This project analyzes factors influencing student exam performance using machine learning techniques. The analysis explores the relationship between various factors (study habits, socioeconomic background, support systems) and exam scores, then builds predictive models to identify at-risk students.
- Which factors most significantly influence exam performance?
- What is the relative importance of controllable vs. uncontrollable factors?
- Can we build a predictive model to identify at-risk students early?
- Are there unexpected patterns or anomalies in student performance?
Data-Science-Student-Performance/
├── README.md # This file
├── requirements.txt # Python dependencies
├── .gitignore # Files to exclude from Git
│
├── data/
│ ├── raw/
│ │ └── StudentPerformanceFactors.csv # Original dataset
│ ├── processed/ # Cleaned data (generated)
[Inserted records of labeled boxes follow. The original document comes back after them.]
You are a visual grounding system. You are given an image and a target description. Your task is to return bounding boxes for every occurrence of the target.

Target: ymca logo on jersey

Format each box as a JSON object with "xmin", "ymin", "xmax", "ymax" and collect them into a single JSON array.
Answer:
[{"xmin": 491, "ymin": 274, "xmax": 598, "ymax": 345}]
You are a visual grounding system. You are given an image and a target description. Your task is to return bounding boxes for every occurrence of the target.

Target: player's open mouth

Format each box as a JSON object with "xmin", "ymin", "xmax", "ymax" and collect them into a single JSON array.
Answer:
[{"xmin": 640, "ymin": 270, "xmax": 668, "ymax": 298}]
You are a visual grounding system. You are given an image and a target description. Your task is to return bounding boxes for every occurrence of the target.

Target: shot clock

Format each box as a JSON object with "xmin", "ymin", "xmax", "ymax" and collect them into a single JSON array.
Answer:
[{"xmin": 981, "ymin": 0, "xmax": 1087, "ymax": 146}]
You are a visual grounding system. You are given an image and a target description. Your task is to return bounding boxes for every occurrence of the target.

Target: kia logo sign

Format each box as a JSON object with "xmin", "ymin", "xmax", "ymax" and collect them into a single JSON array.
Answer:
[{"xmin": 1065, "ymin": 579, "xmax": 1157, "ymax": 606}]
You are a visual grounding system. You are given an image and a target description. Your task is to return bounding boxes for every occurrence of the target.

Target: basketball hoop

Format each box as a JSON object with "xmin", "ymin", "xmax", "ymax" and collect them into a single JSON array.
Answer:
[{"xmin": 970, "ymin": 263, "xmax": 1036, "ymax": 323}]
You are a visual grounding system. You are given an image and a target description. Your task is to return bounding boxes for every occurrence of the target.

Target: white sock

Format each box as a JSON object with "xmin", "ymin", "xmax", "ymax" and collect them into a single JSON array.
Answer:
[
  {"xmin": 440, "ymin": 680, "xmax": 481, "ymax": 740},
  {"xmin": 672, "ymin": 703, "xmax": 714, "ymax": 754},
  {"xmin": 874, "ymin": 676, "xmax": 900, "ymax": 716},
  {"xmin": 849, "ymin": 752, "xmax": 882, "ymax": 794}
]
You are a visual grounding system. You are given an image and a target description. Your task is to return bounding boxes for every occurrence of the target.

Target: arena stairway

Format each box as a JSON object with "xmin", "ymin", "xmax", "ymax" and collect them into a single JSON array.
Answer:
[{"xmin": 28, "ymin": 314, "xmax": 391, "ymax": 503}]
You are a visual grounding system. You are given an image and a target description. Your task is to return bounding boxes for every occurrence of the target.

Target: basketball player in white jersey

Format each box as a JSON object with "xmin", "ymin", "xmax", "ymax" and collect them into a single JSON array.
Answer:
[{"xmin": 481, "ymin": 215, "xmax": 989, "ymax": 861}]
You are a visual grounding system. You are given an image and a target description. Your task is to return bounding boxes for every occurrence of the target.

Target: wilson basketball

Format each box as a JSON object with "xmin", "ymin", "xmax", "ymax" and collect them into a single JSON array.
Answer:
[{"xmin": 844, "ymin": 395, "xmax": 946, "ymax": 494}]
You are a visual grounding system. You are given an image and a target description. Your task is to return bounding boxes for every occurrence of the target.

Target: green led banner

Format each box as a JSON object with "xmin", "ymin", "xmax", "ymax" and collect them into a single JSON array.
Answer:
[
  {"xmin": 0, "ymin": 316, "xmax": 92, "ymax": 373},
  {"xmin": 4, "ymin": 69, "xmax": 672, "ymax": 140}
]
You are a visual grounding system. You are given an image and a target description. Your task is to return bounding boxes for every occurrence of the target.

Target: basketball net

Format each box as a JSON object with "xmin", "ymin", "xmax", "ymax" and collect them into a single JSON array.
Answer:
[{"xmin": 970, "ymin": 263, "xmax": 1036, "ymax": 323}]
│ └── README.md # Data description & source
│
├── notebooks/
│ └── Student_performance_factors.ipynb # Complete analysis notebook
│
├── models/ # Saved trained models (generated)
│ └── best_model.pkl
│
├── reports/
│ └── figures/ # Visualizations (generated)
│
├── results/ # Model metrics & predictions (generated)
│
└── docs/ # Additional documentation
- Source: StudentPerformanceFactors.csv
- Size: 6,607 records (6,604 after cleaning)
- Features: 20 original features (7 numerical, 13 categorical)
- Target Variable: Exam_Score (0-100)
- Numerical: Hours_Studied, Attendance, Previous_Scores, Sleep_Hours, Tutoring_Sessions, Physical_Activity
- Categorical: Parental_Involvement, Access_to_Resources, Motivation_Level, Family_Income, Teacher_Quality, School_Type, Gender, etc.
- Data Collection & Inspection - Load and explore dataset structure
- Data Cleaning - Handle missing values, remove anomalies
- Exploratory Data Analysis (EDA)
- Univariate analysis with statistical tests (Shapiro-Wilk, skewness, kurtosis)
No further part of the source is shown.